Does Mask-Attention really work?

Question

Does Mask-Attention really work?

Jummmmmp opened this issue 4 months ago · comments

I set return_att_masks = True in python inference.py and use the following code to run your model:python inference.py --num_images 8 --output OUTPUT/ --input_json demos/demo_corgi_kitchen.json --ckpt pretrained/instancediffusion_sd15.pth --test_config configs/test_box.yaml --guidance_scale 7.5 --alpha 0.8 --seed 0 --mis 0.36 --cascade_strength 0.4. In contrast, I deleted all the "mask" value in demo_corgi_kitchen.json and tried again, but the result still remain the same. So I wonder does Mask-Attention really work? Or is there any proper way to use Mask-Attention? Wish your early reply, thanks!

XuDong Frank Wang · Answer 1 · Mon Mar 18 2024 00:26:33 GMT+0800 (China Standard Time)

Hi, for increasing inference speed and reduce the GPU memory usage, we've implemented Flash Attention in our inference codes. Currently, Flash Attention does not support attention masking. Furthermore, our ablation study in the paper, detailed in the attached screenshot, indicates that the exclusion of the attention mask results in only a small drop in performance.

As a result, attention masking has been disabled by default to prioritize faster inference times.

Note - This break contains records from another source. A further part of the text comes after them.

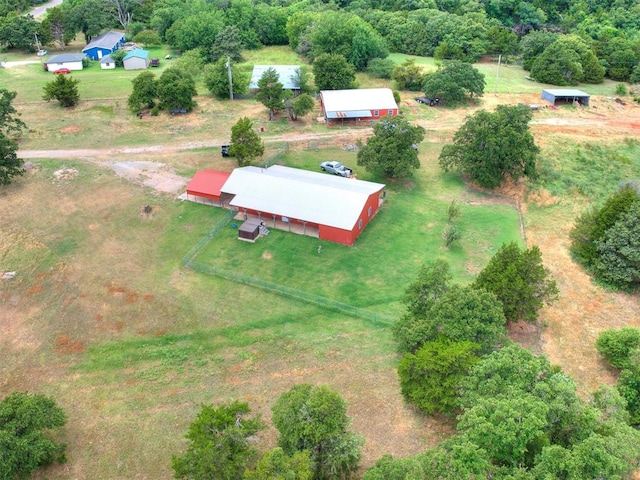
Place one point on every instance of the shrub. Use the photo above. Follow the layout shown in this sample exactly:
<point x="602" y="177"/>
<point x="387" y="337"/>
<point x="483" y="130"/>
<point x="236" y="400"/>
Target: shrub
<point x="616" y="345"/>
<point x="621" y="89"/>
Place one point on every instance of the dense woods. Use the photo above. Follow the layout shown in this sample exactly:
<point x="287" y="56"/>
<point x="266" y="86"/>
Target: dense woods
<point x="561" y="42"/>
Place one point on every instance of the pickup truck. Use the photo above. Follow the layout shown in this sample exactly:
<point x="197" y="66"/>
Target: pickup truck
<point x="428" y="101"/>
<point x="336" y="168"/>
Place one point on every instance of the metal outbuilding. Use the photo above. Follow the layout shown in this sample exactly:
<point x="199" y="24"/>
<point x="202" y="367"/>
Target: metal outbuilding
<point x="205" y="186"/>
<point x="564" y="96"/>
<point x="316" y="204"/>
<point x="358" y="104"/>
<point x="72" y="61"/>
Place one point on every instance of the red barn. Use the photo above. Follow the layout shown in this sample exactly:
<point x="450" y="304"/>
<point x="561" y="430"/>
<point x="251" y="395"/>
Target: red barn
<point x="205" y="186"/>
<point x="329" y="207"/>
<point x="358" y="104"/>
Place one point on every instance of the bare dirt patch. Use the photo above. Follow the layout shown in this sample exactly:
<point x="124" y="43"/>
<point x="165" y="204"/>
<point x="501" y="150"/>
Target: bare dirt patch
<point x="71" y="129"/>
<point x="151" y="174"/>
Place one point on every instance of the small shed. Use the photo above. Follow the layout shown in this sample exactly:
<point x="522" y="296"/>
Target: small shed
<point x="358" y="104"/>
<point x="72" y="61"/>
<point x="250" y="229"/>
<point x="137" y="59"/>
<point x="564" y="96"/>
<point x="107" y="63"/>
<point x="104" y="44"/>
<point x="287" y="75"/>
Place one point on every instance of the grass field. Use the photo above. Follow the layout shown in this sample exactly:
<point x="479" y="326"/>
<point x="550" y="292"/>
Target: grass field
<point x="102" y="316"/>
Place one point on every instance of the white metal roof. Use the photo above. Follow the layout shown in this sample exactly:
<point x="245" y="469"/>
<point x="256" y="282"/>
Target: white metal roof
<point x="107" y="40"/>
<point x="358" y="100"/>
<point x="66" y="57"/>
<point x="566" y="92"/>
<point x="300" y="194"/>
<point x="286" y="73"/>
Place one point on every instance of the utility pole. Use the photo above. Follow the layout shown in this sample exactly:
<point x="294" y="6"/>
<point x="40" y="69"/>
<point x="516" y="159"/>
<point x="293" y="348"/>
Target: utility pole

If you wish to enable mask-attention, you can do so by setting efficient_attention to false in the configuration file located at configs/test_box.yaml.

Hope it helps.

Jummmmmp · Answer 2 · Mon Mar 18 2024 00:47:50 GMT+0800 (China Standard Time)

I try to change test_box.yaml to test_mask.yaml and then the problem solved! I can test mask-attention now. It's so kind of you. Thanks!